Affrontare i costi di una RSA è una sfida complessa, ma avere l’attestazione ISEE corretta è il primo passo per alleggerire il carico economico grazie al contributo degli Enti Locali. Rivolgersi a un CAF o a un Patronato è la via più sicura per assicurarsi che tutti i moduli, inclusi i quadri specifici per il nucleo ristretto e le donazioni, siano compilati senza errori.
FAQ su ISEE e RSA
1. L’ISEE Socio Sanitario Residenziale tiene conto dei redditi di tutti i miei figli?
Sì, in parte. Se il richiedente opta per il nucleo ristretto, i figli maggiorenni non conviventi e non a carico, pur non essendo inclusi nel nucleo, devono essere considerati tramite una “componente aggiuntiva”. Questa componente valuta una quota del loro patrimonio e reddito. Tuttavia, è importante sapere che la legge impone che la valutazione della retta si basi primariamente sulla situazione economica dell’assistito; i figli non conviventi non sono tenuti a contribuire direttamente alla retta in caso di grave non autosufficienza dell’anziano (Cfr. Sentenze del Consiglio di Stato e TAR).
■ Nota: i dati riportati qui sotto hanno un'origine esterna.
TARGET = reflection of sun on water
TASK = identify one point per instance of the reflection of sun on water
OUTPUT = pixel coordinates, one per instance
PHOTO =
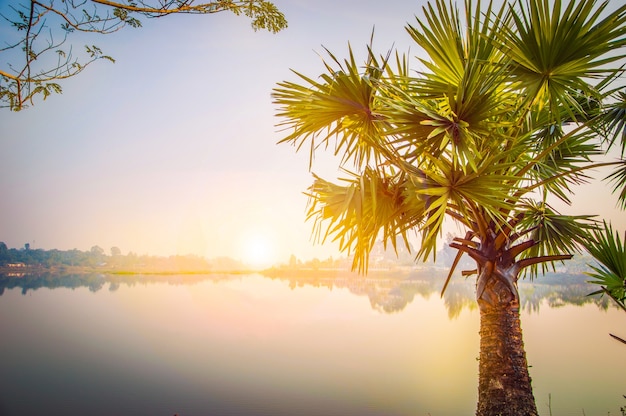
(258, 249)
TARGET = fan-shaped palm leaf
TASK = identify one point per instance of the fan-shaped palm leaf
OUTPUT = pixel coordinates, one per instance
(610, 251)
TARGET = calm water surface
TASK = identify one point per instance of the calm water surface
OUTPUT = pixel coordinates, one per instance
(251, 345)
2. Quali sono le soglie ISEE per ottenere un aiuto economico dal Comune?
Le soglie ISEE per la compartecipazione alla quota sociale della retta variano a livello regionale e comunale. Generalmente, un ISEE al di sotto dei € 20.000 permette di accedere al contributo, con un aiuto che è massimo per ISEE molto bassi (spesso sotto i € 10.000). È fondamentale verificare il regolamento specifico del Servizio Sociale del proprio Comune di residenza perché le fasce di compartecipazione non sono uniformi in tutta Italia.
3. Quanto incide la donazione di un immobile nel calcolo ISEE per la RSA?
Nella compilazione della DSU per l’ISEE Socio Sanitario Residenziale, è obbligatorio dichiarare le donazioni di immobili effettuate dal beneficiario in favore di terzi. Queste donazioni, se avvenute nei dieci anni precedenti la richiesta di prestazione, possono essere “imputate” al patrimonio del richiedente. Questo meccanismo serve per evitare che il patrimonio venga depauperato artificialmente al solo scopo di accedere a prestazioni agevolate.
4. Posso usare l’ISEE Corrente per il ricovero in RSA?
Sì, l’ISEE Corrente è una possibilità importante. Se, ad esempio, il richiedente ha subito un peggioramento della situazione economica a causa di una variazione reddituale superiore al 25% rispetto ai dati di due anni prima (ad esempio, per interruzione di un trattamento economico o riduzione del reddito da pensione), è consigliabile richiedere l’ISEE Corrente. Questo indicatore aggiornato permette di ottenere una compartecipazione comunale calcolata su una situazione economica più recente e veritiera.